Once Max entered into the school program, we realized it was very different than what we experienced with private school and even with the district employees that qualified us for FDLRS.   My recommendation is to immediately schedule a conference upon entering a blended pre-K class and having an IEP.  You need to know what the day will look like and how the services are going to be received.  You also need to demand a communication system be put in place immediately.  The change in school will be difficult for a child with autism or spectrum behaviors. You also have to teach the school how to work with you as a parent and make a decision to be an advocate for your child.

My experiences are from living in Pinellas County.  I have friends that live in Hillsborough and have been on the waiting list for at least 6 months with the district Child Find team telling her that it will still be another 3 months before her child diagnosed with autism will have a blended pre-k placement.  In the research and reading that I have done, Hillsborough seems to have better options of school and receiving services for speech and Occupational therapy.     The information regarding the next school year 2017-2018 will be that Hillsborough will have speech and OT services available for student placements at both public and private schools.  In addition, at public schools teachers will be receiving training in Applied Behavior Analysis (ABA).

Good Luck in your journey with finding and using resources through Child Find and FDLRS.



One Comment Add yours

  1. Krista F. says:

    Thank you for the info Ruth!

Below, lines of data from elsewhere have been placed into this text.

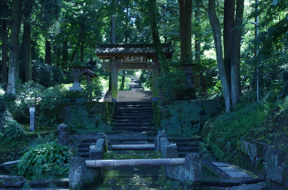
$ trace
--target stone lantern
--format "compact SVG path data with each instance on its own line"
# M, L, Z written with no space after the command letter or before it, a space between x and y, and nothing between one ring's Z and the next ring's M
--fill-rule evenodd
M84 70L85 67L81 65L78 63L77 56L75 56L71 65L68 65L69 68L72 69L72 73L70 74L70 76L73 78L74 80L73 85L70 87L69 91L80 91L83 90L83 88L80 86L79 83L79 79L82 76L81 72Z

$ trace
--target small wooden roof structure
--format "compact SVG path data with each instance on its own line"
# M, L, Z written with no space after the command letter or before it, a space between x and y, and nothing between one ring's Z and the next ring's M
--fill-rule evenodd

I just had my 3.5 year old tested this morning for speech. He excels in everything else but has some major pronunciation problems with his words. Based on her experience, the lady assessing him thought he would qualify for the blended pre-k class that you mentioned I believe. If this is true, are these classes in a regular Pinellas county elementary school? Or is it a special needs school all of its own?? He is in a private preschool now and I’m just trying to get as much information as possible before you our eligibility meeting.